Convertido en uno de los escritores más admirados por los lectores y que más libros vendía, Soriano confesó que desde siempre había sentido una gran admiración por Stan Laurel y Oliver Hardy, la legendaria dupla cómica conocida como el Gordo y el Flaco, al extremo de haberlos convertido en personajes de una de sus novelas: Triste, solitario y final. Precisamente, Chesñevar compara a esa dupla cómica con la que hacían Soriano y el Ruso en la ENET 1. “No sólo porque la silueta longilínea del Ruso contrastaba notoriamente con la del Gordo, sino también porque le servía a este de complemento para generar situaciones graciosas”.
Ni la habilidad futbolera lo salvó al Gordo Soriano, y eso que el director de la ENET era un fanático del fútbol”. Carlos Chesñevar
Recorriendo el campamento de YPF en un Kaiser Manhattan
“En los estudios no se distinguía, era un alumno más o menos, creo que siguió la escuela industrial por influencia del padre que tenía un gran conocimiento técnico de las cosas”, señala César Iachetti, compañero de Osvaldo Soriano en la ENET 1 y vecino cuando este vivía en Cipolletti.
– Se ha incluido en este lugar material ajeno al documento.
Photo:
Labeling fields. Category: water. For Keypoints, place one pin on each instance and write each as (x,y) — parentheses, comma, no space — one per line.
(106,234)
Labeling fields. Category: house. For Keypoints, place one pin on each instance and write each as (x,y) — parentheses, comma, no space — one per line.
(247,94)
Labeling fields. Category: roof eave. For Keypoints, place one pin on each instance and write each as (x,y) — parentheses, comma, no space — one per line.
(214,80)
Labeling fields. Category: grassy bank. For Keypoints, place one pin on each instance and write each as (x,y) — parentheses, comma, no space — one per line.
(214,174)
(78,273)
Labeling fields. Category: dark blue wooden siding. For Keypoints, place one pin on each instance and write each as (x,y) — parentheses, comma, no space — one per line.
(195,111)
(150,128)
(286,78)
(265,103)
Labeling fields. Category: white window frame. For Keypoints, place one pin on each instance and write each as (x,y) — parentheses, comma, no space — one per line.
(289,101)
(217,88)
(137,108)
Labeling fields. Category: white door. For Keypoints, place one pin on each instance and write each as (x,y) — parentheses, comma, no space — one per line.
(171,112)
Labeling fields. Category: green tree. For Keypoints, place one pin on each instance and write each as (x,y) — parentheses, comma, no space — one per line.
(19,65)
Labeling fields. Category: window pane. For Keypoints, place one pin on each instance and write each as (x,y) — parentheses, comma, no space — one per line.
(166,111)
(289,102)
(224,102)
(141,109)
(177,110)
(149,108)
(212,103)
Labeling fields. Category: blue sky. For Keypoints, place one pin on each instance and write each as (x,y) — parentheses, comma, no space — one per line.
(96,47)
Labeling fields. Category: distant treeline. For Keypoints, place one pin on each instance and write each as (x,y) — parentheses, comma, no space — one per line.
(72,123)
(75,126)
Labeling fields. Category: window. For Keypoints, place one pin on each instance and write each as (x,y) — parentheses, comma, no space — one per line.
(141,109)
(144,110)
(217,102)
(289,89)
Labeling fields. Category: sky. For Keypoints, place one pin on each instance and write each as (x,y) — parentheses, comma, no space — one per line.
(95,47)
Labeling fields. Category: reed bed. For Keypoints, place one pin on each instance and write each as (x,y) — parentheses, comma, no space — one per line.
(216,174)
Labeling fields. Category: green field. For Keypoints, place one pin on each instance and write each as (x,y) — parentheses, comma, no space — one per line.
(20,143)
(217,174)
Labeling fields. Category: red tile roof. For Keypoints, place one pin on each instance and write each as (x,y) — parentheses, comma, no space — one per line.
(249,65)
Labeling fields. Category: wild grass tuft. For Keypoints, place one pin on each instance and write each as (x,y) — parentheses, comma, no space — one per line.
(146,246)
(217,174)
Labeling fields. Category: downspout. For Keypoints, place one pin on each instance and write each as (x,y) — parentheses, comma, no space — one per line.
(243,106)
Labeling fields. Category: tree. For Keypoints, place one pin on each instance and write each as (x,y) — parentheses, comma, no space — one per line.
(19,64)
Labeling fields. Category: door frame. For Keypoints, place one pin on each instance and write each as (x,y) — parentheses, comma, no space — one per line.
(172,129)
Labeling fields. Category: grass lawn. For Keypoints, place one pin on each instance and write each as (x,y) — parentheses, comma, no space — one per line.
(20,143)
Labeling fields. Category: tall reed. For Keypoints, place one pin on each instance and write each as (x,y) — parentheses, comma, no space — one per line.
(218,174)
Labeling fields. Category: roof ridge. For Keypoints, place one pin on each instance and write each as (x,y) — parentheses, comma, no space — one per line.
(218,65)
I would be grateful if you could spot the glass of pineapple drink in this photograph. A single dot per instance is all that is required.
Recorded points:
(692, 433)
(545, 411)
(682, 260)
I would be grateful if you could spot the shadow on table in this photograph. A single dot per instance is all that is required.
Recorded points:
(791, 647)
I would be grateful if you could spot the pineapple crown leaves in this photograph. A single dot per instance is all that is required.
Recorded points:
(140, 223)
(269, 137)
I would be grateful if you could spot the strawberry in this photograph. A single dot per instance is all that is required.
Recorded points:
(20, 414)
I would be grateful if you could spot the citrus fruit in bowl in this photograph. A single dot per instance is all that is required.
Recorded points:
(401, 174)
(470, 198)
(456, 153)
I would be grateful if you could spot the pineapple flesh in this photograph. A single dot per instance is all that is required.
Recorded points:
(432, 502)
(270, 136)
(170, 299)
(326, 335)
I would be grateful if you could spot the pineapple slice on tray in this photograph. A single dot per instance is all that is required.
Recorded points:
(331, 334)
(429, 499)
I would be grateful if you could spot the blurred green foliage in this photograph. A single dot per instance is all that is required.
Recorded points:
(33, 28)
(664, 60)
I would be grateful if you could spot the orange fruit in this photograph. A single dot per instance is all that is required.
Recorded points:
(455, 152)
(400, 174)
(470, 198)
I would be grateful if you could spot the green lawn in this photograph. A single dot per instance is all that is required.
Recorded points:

Recuerda que se tomaban el colectivo de la Cooperativa del Valle para ir a la escuela y que en invierno el joven Soriano “se ponía una larga bufanda con los colores rojo y azul de San Lorenzo, que le había tejido su mamá”.
Iachetti rememora el día que junto a su amigo y otros dos compañeros de la escuela industrial, Luis Soldera y Ángel Romano, viajaron a Plaza Huincul para visitar los campamentos de la empresa YPF en esa localidad. “Fue en julio de 1958, para las vacaciones de invierno”, recuerda Iachetti.
Los cuatro estudiantes fueron muy bien recibidos y recorrieron la planta en el auto oficial, un Kaiser Manhattan modelo 1954 que era manejado por un chofer que hacía las veces de guía. “Así pudimos fotografiarnos (en la foto, Soriano es el primero de la izquierda) junto al primer pozo perforado en Neuquén”, acota Iachetti.